Event Abstract

Ants’ searching behaviour can be biased by recent experience of familiar scenes: a newly observed interaction between innate strategies and learnt information

  • 1 University of Sussex, Life Sciences, United Kingdom
  • 2 Macquarie University, Biological sciences, Australia

Ants can use multiple sources of information to navigate, but do not seem to integrate all this information into a unified representation of the world. Rather, the available information appears to serve three distinct navigational systems: Path Integration, systematic search and the use of learnt information, mainly vision. There is a strong tradition of interpreting ant behaviour as resulting from simple interactions between these independent strategies. However, here we report on a newly observed behaviour which suggests a sophisticated interaction between the components of an ant’s navigational toolkit. We enclosed an ant nest so that the only foraging location was along a narrow 8m “road” to a permanently stocked feeder. Returning ants could be captured at precise locations, so that we had control of the current state of their path integration system, i.e. how far did the ants think they were away from the nest. These ants were then released on an unfamiliar test ground, where there initial headings were recorded. Ants captured close to the nest, so that they had run-off their path integrated vector, did not show the undirected headings we would expect of ants entering into a systematic search. Instead, these ants backtracked in the direction they had just travelled. Interestingly, ants that ran off their Path Integrated vector by being forced to run the first 4m of the route twice, did show undirected headings characteristic of systematic search. Therefore, we see that only ants that have recently seen the familiar visual surrounds close to the nest, will backtrack when placed in unfamiliar terrain. The ecological function of such behaviour is clear, as it increases their chance of returning to familiar terrain. What is interesting is that the decision-making process requires sophisticated interactions between navigational systems. It involves the compass system modulating the initial direction of the search when in unfamiliar terrain on the basis of the recently experienced familiar view. This raises fundamental questions about the cognitive architectures underlying ant navigation.

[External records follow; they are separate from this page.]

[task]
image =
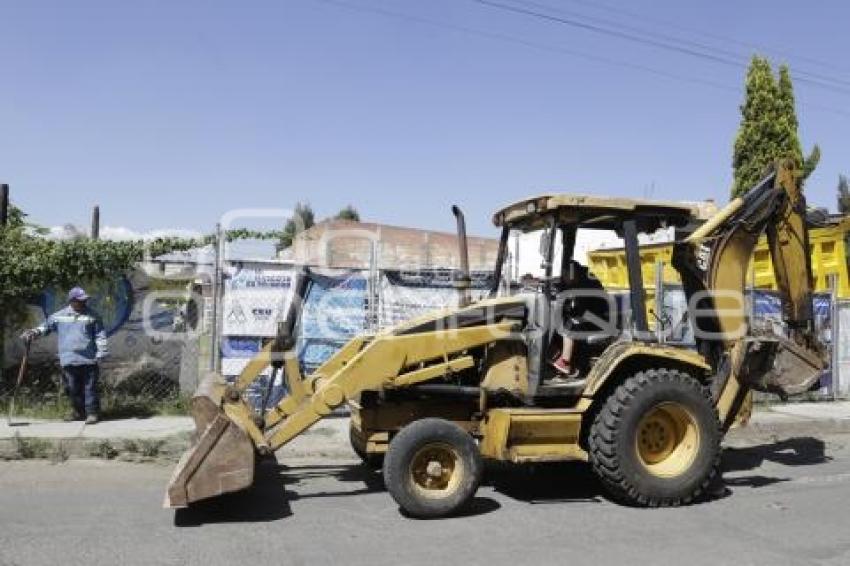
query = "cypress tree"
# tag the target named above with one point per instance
(768, 128)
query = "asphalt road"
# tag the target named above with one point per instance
(788, 502)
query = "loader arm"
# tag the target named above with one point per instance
(713, 262)
(230, 432)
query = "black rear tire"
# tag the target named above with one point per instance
(656, 440)
(432, 468)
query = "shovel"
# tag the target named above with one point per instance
(21, 371)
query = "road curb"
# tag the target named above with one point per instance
(328, 440)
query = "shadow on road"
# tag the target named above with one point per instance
(370, 479)
(545, 483)
(266, 500)
(798, 451)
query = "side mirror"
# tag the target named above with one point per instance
(544, 243)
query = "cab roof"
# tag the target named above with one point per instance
(604, 213)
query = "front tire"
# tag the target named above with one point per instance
(656, 441)
(432, 468)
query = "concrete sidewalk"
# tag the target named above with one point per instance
(329, 437)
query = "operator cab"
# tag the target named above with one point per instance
(571, 318)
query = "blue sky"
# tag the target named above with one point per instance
(168, 114)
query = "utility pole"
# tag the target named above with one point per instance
(95, 223)
(4, 220)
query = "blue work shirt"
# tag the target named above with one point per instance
(82, 338)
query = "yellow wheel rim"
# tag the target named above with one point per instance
(435, 470)
(667, 440)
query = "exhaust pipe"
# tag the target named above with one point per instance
(463, 280)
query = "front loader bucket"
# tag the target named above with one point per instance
(221, 458)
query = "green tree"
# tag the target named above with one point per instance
(768, 129)
(348, 213)
(843, 195)
(302, 219)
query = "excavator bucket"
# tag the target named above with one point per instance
(221, 458)
(777, 365)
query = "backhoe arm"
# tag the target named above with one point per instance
(713, 262)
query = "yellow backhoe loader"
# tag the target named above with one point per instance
(432, 398)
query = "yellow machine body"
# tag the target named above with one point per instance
(482, 355)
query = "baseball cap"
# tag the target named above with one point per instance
(77, 294)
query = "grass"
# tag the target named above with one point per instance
(103, 449)
(113, 406)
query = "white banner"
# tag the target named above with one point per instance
(255, 301)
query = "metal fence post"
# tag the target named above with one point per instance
(215, 358)
(835, 332)
(95, 223)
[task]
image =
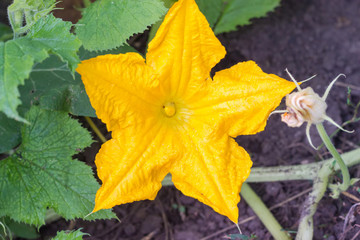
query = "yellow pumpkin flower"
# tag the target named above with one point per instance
(168, 116)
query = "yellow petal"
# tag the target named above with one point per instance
(213, 171)
(120, 88)
(239, 99)
(132, 165)
(184, 49)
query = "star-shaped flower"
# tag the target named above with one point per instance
(168, 116)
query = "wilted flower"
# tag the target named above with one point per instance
(307, 106)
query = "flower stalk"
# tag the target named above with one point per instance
(344, 169)
(263, 212)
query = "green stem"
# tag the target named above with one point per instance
(296, 172)
(264, 214)
(344, 169)
(306, 225)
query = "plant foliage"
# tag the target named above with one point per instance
(41, 173)
(107, 24)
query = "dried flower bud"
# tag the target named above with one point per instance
(304, 105)
(292, 119)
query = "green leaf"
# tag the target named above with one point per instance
(9, 133)
(211, 9)
(18, 56)
(21, 229)
(30, 11)
(41, 173)
(66, 235)
(107, 24)
(54, 35)
(239, 12)
(52, 87)
(5, 32)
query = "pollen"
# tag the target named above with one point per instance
(169, 109)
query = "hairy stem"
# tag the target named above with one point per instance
(344, 169)
(306, 225)
(264, 214)
(296, 172)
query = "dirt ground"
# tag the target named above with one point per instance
(308, 37)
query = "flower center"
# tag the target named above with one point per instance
(169, 109)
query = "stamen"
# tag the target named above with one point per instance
(308, 135)
(330, 86)
(293, 79)
(336, 125)
(277, 111)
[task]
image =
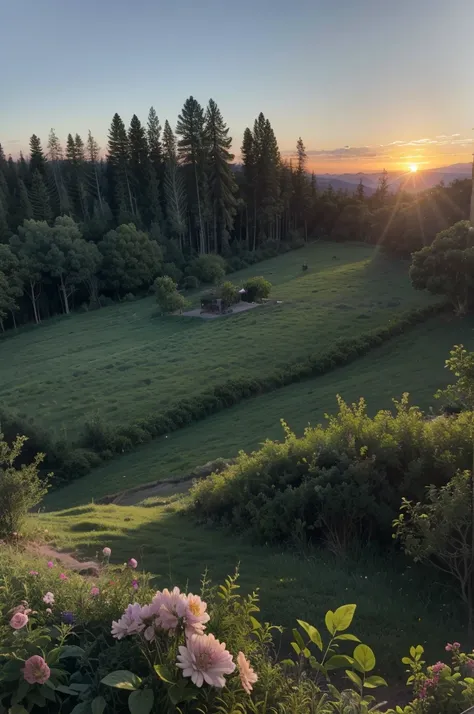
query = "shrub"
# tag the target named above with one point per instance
(339, 482)
(256, 289)
(190, 282)
(172, 271)
(229, 293)
(20, 486)
(208, 268)
(167, 295)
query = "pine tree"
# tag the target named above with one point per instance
(118, 162)
(250, 185)
(37, 158)
(55, 156)
(139, 165)
(25, 207)
(190, 128)
(222, 185)
(39, 198)
(155, 151)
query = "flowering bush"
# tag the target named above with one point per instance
(440, 688)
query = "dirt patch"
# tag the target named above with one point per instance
(240, 307)
(164, 487)
(68, 561)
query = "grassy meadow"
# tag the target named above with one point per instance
(124, 362)
(393, 608)
(411, 363)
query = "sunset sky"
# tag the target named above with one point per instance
(367, 84)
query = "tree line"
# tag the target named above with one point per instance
(75, 225)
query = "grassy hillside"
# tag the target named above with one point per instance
(412, 363)
(122, 363)
(392, 605)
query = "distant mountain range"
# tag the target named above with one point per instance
(418, 181)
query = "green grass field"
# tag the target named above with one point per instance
(411, 363)
(123, 363)
(394, 609)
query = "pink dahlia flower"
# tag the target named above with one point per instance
(205, 659)
(193, 610)
(19, 620)
(247, 674)
(171, 607)
(36, 671)
(130, 623)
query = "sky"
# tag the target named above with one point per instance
(367, 84)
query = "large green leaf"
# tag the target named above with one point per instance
(141, 701)
(312, 633)
(122, 679)
(339, 662)
(364, 657)
(354, 678)
(343, 617)
(329, 621)
(98, 705)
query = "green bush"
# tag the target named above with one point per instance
(190, 282)
(256, 289)
(208, 268)
(172, 271)
(229, 293)
(20, 486)
(340, 482)
(167, 295)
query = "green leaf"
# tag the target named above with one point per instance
(141, 701)
(364, 656)
(122, 679)
(339, 662)
(329, 622)
(299, 639)
(343, 617)
(256, 625)
(164, 673)
(312, 633)
(98, 705)
(296, 648)
(354, 678)
(375, 681)
(71, 651)
(347, 636)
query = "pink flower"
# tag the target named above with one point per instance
(205, 659)
(193, 610)
(130, 623)
(170, 607)
(247, 674)
(36, 671)
(19, 620)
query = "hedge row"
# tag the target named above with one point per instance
(101, 442)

I thank Sebastian Schwarz, Alice Baniel, Ken Cheng and Paul Graham for constructive discussions and help on the field.

Keywords: insect navigation, path integration, Searching behaviour, sensory integration, Visual memories

Conference: Tenth International Congress of Neuroethology, College Park. Maryland USA, United States, 5 Aug - 10 Aug, 2012.

Presentation Type: Poster (but consider for Participant Symposium)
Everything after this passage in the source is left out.